Alors que la crise sanitaire s'inscrit dans la durée, il est urgent de réfléchir aux conséquences humaines, sociales et culturelles de l'arrêt de l'enseignement artistique qui, pour certaines disciplines, dure depuis un an.

La crise sanitaire marque doublement l’éducation artistique : en pointant du doigt les difficultés parfois insurmontables pour maintenir une continuité pédagogique à distance et en démontrant la créativité et l’implication des professionnels dans la recherche des solutions.
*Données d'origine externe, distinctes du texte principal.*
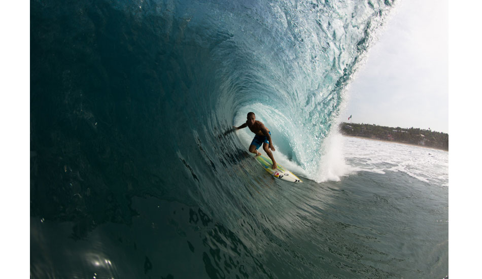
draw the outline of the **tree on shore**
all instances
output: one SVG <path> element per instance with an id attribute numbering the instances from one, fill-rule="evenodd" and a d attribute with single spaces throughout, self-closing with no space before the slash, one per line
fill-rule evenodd
<path id="1" fill-rule="evenodd" d="M 340 123 L 342 134 L 376 138 L 449 150 L 449 134 L 419 128 L 392 127 L 364 123 Z"/>

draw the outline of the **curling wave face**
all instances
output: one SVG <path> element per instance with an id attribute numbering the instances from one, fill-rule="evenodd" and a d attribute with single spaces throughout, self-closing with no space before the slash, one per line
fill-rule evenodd
<path id="1" fill-rule="evenodd" d="M 327 138 L 393 4 L 33 0 L 31 216 L 78 222 L 82 238 L 95 224 L 130 224 L 131 198 L 150 196 L 198 206 L 245 243 L 254 236 L 239 220 L 258 224 L 256 213 L 287 237 L 302 225 L 290 206 L 311 190 L 290 189 L 293 203 L 272 210 L 269 198 L 288 193 L 247 199 L 272 181 L 247 134 L 226 131 L 253 111 L 279 162 L 336 180 L 326 159 L 342 165 L 341 151 Z"/>

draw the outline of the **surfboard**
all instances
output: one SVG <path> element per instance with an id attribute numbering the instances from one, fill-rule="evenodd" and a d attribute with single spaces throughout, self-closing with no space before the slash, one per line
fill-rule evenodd
<path id="1" fill-rule="evenodd" d="M 280 164 L 277 163 L 278 167 L 276 169 L 271 168 L 273 165 L 273 161 L 270 159 L 263 155 L 260 155 L 256 157 L 256 160 L 259 163 L 266 171 L 276 177 L 285 181 L 289 182 L 294 182 L 295 183 L 300 183 L 303 182 L 301 180 L 298 178 L 298 177 L 293 174 L 292 172 L 286 169 Z"/>

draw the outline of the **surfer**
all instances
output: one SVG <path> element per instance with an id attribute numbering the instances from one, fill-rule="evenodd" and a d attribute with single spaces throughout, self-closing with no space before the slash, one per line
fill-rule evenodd
<path id="1" fill-rule="evenodd" d="M 254 138 L 251 142 L 251 144 L 249 146 L 249 152 L 256 154 L 256 157 L 261 155 L 261 153 L 258 152 L 258 149 L 262 144 L 263 149 L 271 161 L 273 161 L 273 165 L 271 166 L 271 168 L 274 169 L 277 167 L 276 161 L 274 160 L 274 157 L 273 156 L 273 153 L 271 152 L 271 150 L 274 151 L 275 149 L 273 146 L 273 141 L 271 139 L 271 132 L 261 121 L 256 120 L 254 113 L 248 113 L 246 118 L 247 119 L 245 123 L 239 127 L 233 126 L 233 128 L 236 130 L 239 130 L 247 126 L 252 132 L 256 134 Z"/>

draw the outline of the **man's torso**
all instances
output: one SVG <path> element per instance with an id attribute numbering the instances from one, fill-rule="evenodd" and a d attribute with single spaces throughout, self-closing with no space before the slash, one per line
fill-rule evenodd
<path id="1" fill-rule="evenodd" d="M 261 131 L 261 128 L 263 127 L 263 123 L 258 120 L 255 121 L 254 124 L 253 124 L 253 126 L 249 127 L 249 129 L 251 130 L 253 133 L 259 135 L 264 135 L 264 134 L 263 133 L 263 131 Z M 269 130 L 268 130 L 269 132 Z"/>

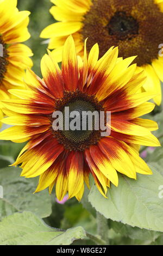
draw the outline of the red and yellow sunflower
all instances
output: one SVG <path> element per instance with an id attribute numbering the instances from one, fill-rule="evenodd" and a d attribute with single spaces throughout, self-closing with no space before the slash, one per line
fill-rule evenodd
<path id="1" fill-rule="evenodd" d="M 61 60 L 67 37 L 72 34 L 79 55 L 83 57 L 84 41 L 87 49 L 97 42 L 100 57 L 112 45 L 118 46 L 119 56 L 137 55 L 139 72 L 147 77 L 143 88 L 156 94 L 161 102 L 160 81 L 163 82 L 163 0 L 51 0 L 50 12 L 58 22 L 41 34 L 49 38 L 48 47 Z M 136 62 L 135 62 L 136 63 Z"/>
<path id="2" fill-rule="evenodd" d="M 160 143 L 151 131 L 157 124 L 139 118 L 150 112 L 154 104 L 147 102 L 153 94 L 139 93 L 146 81 L 143 71 L 130 65 L 135 57 L 118 58 L 117 47 L 110 48 L 98 59 L 95 44 L 84 60 L 77 56 L 71 36 L 62 53 L 61 70 L 49 53 L 42 59 L 41 80 L 28 70 L 26 90 L 9 92 L 19 99 L 3 100 L 9 117 L 2 122 L 14 125 L 0 133 L 0 139 L 15 142 L 28 141 L 14 165 L 21 163 L 21 176 L 40 175 L 36 192 L 55 185 L 61 200 L 68 192 L 69 198 L 82 197 L 85 183 L 89 187 L 93 176 L 101 193 L 106 197 L 110 182 L 118 186 L 117 172 L 130 178 L 136 173 L 152 171 L 139 155 L 140 145 L 157 147 Z M 73 111 L 102 110 L 111 113 L 111 133 L 102 137 L 99 131 L 55 131 L 53 113 L 64 107 Z"/>

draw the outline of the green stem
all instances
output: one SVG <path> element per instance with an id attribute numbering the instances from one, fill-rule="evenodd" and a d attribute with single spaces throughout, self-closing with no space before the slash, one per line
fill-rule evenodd
<path id="1" fill-rule="evenodd" d="M 108 238 L 108 220 L 99 212 L 96 213 L 96 220 L 97 224 L 97 234 L 101 239 L 105 241 L 106 245 L 109 245 Z"/>

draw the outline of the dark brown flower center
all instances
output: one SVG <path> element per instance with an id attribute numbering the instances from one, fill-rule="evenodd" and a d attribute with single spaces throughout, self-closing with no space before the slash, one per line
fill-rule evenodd
<path id="1" fill-rule="evenodd" d="M 7 58 L 8 56 L 7 45 L 4 42 L 2 36 L 0 35 L 0 83 L 7 72 L 7 66 L 8 64 Z"/>
<path id="2" fill-rule="evenodd" d="M 137 55 L 139 66 L 158 58 L 163 42 L 163 13 L 154 0 L 93 0 L 81 30 L 90 51 L 98 42 L 100 57 L 118 46 L 119 57 Z"/>
<path id="3" fill-rule="evenodd" d="M 67 115 L 69 129 L 66 127 L 65 115 L 68 107 L 69 114 L 74 112 L 73 117 Z M 88 96 L 78 90 L 73 92 L 65 92 L 62 99 L 58 100 L 56 102 L 55 111 L 59 111 L 62 113 L 63 130 L 54 131 L 53 133 L 59 142 L 64 144 L 65 148 L 70 151 L 82 151 L 88 148 L 92 144 L 96 144 L 101 138 L 101 131 L 95 130 L 95 115 L 92 114 L 92 129 L 89 127 L 89 116 L 87 113 L 99 113 L 103 111 L 102 105 L 99 103 L 94 96 Z M 76 121 L 80 120 L 79 126 Z M 52 119 L 52 121 L 54 119 Z M 71 122 L 73 121 L 76 130 L 71 128 Z M 84 122 L 85 123 L 84 124 Z M 85 129 L 83 126 L 85 125 Z"/>
<path id="4" fill-rule="evenodd" d="M 131 16 L 125 13 L 116 13 L 108 25 L 109 34 L 115 35 L 118 40 L 131 39 L 139 33 L 139 23 Z"/>

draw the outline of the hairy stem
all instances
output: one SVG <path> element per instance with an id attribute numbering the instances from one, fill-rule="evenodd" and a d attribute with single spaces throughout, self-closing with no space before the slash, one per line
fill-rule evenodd
<path id="1" fill-rule="evenodd" d="M 106 245 L 109 244 L 108 238 L 108 220 L 105 217 L 97 212 L 96 219 L 97 224 L 97 234 L 100 236 L 101 239 L 105 241 Z"/>

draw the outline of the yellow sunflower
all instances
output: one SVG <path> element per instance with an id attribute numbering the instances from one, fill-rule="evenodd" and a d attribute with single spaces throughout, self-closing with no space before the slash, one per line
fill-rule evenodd
<path id="1" fill-rule="evenodd" d="M 163 81 L 163 0 L 51 0 L 55 6 L 51 13 L 58 22 L 46 28 L 42 38 L 50 38 L 56 60 L 67 36 L 72 34 L 78 54 L 83 57 L 84 40 L 87 48 L 98 42 L 100 57 L 107 49 L 118 46 L 120 57 L 137 55 L 139 72 L 147 77 L 143 89 L 156 93 L 154 100 L 161 102 Z M 160 54 L 159 53 L 161 53 Z"/>
<path id="2" fill-rule="evenodd" d="M 98 59 L 96 44 L 87 57 L 85 42 L 83 61 L 70 36 L 61 70 L 49 52 L 41 63 L 43 79 L 28 70 L 27 89 L 9 90 L 19 99 L 2 101 L 9 117 L 2 121 L 14 126 L 1 132 L 0 139 L 29 141 L 13 165 L 22 163 L 21 176 L 40 175 L 36 192 L 49 187 L 51 193 L 56 184 L 59 200 L 67 192 L 69 198 L 79 200 L 91 174 L 106 197 L 110 182 L 118 186 L 117 172 L 135 179 L 136 173 L 152 174 L 138 150 L 140 145 L 160 145 L 151 132 L 158 125 L 139 117 L 153 109 L 154 104 L 147 101 L 154 95 L 137 93 L 146 80 L 143 71 L 137 73 L 136 64 L 130 65 L 135 57 L 123 60 L 118 53 L 117 47 L 111 47 Z M 54 112 L 65 115 L 65 107 L 80 113 L 111 112 L 111 124 L 106 124 L 110 135 L 103 137 L 99 130 L 87 128 L 67 130 L 65 125 L 62 130 L 54 129 Z"/>
<path id="3" fill-rule="evenodd" d="M 24 87 L 24 70 L 33 65 L 32 51 L 21 44 L 30 38 L 30 12 L 16 6 L 17 0 L 0 0 L 0 99 L 8 97 L 8 89 Z"/>

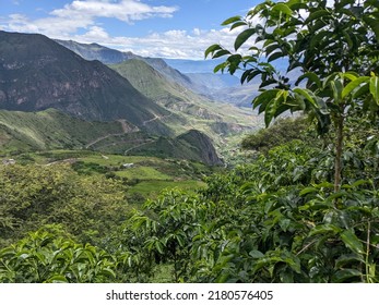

Telle était la conclusion du débat « l’Enseignement artistique à l’épreuve des crises » organisé par  FUSE ( Fédération des Usagers du Spectacle Enseigné) samedi dernier. 

La Fédération a réuni Arthur Duranton, étudiant section théâtre du CRR de Lyon, Sophie Chevalier, parent d'élèves du CRR de Toulouse, Marie-France Myons, élève adulte en violon au CRD de Niort, Françoise Dufils Sucheyre, professeur de danse du CRR de Rouen, Claire Banda-Lemoine, professeur de formation musicale, Alexandre Jung, directeur du CRD Mulhouse et Maxime Leschiera, directeur du CRR de Bordeaux et président de Conservatoires de France.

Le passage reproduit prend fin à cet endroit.